Model light-weighting refers to the compression and extraction [17]. The methods for BIM data model lightweight can be broadly divided into two categories: internal lightweight and external lightweight of the model. Internal lightweight is mainly to delete the redundant information in the model, which usually includes information that is used infrequently, too detailed information, duplicated information, etc., to achieve the purpose of reducing the database [91]. A series of studies have been conducted in this area. They investigated lightweight methods based on component merging and discretization. Among them, in internal lightweight, by parsing the basic attribute information of the components, the corresponding attribute sets are extracted and the same attribute data are deleted; at the same time, the duplicate geometric representations in the model are deleted and a unified representation is established through the spatial location relationship to identify the components with the same geometric shape in the BIM model. In terms of internal lightweight, the main purpose is to identify the information in the O&M phase and delete other unnecessary information (unnecessary information generated in the design and construction phases), which can be done by obtaining the set of data to be deleted through the provided filters and deleting them. It is difficult for a single UAV to collect all-round image data of the components, resulting in missing data in the occluded parts, and resulting in distortions and holes in the corresponding parts of the three-dimensional model established based on the image data, which affects the measurement accuracy.

It signals that the interpolated midpoint has shifted to its neighbouring loci, so the position of the currently significant point needs to be shifted. Also, interpolate multiple times on the new loci until convergence; perhaps exceeding the set frequency of iterations or exceeding the extent of the picture edges, when such points should be eliminated. In scale-space polar detection, because of the variable quality of polar points, there will inevitably be points among these polar points that do not satisfy the conditions. A poorly defined Gaussian difference algorithm has limits with great principal curvature at locations that span the boundary and little principal curvature in the direction of the vertical boundary, requiring the removal of fluctuating boundary response points, as shown in Figure 2.

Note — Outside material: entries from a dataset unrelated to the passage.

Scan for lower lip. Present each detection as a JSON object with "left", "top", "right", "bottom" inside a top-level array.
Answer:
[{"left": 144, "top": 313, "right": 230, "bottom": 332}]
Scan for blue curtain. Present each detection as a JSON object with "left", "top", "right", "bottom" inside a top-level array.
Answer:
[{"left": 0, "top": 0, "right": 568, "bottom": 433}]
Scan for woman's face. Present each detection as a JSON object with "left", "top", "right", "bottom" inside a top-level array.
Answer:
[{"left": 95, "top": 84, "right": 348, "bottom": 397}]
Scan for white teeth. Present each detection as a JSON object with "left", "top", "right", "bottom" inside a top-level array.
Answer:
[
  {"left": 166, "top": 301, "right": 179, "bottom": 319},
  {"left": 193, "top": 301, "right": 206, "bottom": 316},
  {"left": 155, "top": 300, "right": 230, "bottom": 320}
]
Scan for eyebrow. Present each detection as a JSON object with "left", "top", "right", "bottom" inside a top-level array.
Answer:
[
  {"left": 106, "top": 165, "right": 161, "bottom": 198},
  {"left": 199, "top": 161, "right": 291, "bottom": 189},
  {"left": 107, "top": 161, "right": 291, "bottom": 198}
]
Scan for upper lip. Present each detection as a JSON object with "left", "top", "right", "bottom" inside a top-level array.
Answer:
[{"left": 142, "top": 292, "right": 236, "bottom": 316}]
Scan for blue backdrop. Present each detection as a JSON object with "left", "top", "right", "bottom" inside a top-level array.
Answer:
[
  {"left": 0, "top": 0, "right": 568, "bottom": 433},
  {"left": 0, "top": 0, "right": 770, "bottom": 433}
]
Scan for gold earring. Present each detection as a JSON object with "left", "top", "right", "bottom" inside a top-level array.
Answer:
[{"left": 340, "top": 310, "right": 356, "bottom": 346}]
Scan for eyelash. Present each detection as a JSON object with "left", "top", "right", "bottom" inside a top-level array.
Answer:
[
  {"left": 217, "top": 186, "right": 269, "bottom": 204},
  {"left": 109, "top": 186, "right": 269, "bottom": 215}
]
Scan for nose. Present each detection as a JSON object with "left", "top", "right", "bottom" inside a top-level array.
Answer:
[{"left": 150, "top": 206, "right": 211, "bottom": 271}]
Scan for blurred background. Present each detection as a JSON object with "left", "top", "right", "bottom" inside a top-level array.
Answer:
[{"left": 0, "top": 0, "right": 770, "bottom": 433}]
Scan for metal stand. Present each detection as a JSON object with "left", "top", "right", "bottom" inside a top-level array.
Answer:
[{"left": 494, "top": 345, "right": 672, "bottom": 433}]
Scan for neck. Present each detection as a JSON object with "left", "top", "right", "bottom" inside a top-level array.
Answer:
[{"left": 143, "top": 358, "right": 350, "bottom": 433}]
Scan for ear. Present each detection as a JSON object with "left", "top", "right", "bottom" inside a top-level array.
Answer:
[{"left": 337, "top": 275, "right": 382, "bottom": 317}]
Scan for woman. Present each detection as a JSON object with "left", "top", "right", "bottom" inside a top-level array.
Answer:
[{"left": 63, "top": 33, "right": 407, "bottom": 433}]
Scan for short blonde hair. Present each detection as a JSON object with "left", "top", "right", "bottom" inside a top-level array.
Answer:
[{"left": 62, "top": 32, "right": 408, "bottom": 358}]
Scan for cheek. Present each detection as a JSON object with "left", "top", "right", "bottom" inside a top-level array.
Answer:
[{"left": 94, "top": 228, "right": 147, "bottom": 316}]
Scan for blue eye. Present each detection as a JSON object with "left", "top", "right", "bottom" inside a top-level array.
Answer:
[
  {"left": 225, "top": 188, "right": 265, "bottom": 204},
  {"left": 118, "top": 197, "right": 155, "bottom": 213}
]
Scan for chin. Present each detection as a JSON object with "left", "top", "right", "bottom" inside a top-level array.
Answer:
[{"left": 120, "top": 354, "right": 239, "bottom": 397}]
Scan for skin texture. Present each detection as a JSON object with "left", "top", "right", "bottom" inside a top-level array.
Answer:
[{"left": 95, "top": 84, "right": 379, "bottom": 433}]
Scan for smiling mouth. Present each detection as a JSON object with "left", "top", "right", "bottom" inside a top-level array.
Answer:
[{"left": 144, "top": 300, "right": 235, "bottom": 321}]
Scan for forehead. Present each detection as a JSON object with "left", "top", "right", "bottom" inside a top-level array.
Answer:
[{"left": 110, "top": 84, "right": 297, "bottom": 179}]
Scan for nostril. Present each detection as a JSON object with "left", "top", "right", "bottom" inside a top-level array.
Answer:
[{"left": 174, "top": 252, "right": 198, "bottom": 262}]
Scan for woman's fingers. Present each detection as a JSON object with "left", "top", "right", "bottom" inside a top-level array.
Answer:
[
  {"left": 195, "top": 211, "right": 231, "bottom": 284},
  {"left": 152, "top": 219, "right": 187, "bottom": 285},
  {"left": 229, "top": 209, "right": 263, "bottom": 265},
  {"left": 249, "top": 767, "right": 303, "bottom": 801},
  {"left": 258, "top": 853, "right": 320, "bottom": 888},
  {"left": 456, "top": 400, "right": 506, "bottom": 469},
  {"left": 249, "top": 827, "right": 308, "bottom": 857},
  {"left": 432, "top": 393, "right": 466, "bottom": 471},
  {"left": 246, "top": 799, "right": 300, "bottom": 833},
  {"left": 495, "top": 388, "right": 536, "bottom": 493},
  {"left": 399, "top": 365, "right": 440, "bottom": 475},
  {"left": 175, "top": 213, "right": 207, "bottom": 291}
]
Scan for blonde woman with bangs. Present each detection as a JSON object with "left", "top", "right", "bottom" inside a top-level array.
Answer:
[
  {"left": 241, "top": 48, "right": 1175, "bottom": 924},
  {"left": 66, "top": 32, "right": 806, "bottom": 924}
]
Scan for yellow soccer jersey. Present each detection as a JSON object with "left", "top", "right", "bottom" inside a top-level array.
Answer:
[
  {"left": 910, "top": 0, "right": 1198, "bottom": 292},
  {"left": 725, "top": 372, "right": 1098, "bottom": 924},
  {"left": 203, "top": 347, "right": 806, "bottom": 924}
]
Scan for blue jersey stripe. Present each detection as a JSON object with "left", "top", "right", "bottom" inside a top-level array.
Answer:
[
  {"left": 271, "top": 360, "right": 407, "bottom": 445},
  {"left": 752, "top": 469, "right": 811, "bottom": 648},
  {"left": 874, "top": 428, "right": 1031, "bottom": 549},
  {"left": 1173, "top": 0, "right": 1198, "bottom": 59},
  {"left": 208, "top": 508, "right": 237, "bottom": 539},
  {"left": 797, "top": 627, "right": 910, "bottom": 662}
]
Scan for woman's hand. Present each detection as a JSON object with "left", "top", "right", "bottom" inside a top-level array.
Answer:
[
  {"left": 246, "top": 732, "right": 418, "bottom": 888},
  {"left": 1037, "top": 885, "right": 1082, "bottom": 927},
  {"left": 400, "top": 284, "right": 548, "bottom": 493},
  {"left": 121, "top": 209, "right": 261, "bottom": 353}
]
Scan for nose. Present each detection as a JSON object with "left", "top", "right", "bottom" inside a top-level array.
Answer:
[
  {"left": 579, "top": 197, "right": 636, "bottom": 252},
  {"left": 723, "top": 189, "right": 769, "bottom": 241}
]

The accuracy of digital results plays a decisive role in the feasibility of applying low-altitude photogrammetry to earth change monitoring. The accuracy analysis of digital results generally contains two aspects: theoretical accuracy and the real difference value of checkpoints. The calculation principle of theoretical accuracy is to regard the coordinate correction values of encrypted points as random errors, calculate the variance-covariance matrix of the correction numbers of coordinate points, and thus find out the levelling accuracy. The theoretical accuracy analysis reflects the error distribution law. The theoretical accuracy can be viewed in the levelling log under the project file. When the residuals are higher than 3 times the medium error, the point is treated as a rough point [18]. The true difference of checkpoint is compared by comparing the coordinate value of checkpoint with the field measurement value to find out the medium error of all checkpoints and control points. In general, this true difference value can reflect the real error more directly, and this method is also used in production for product quality analysis.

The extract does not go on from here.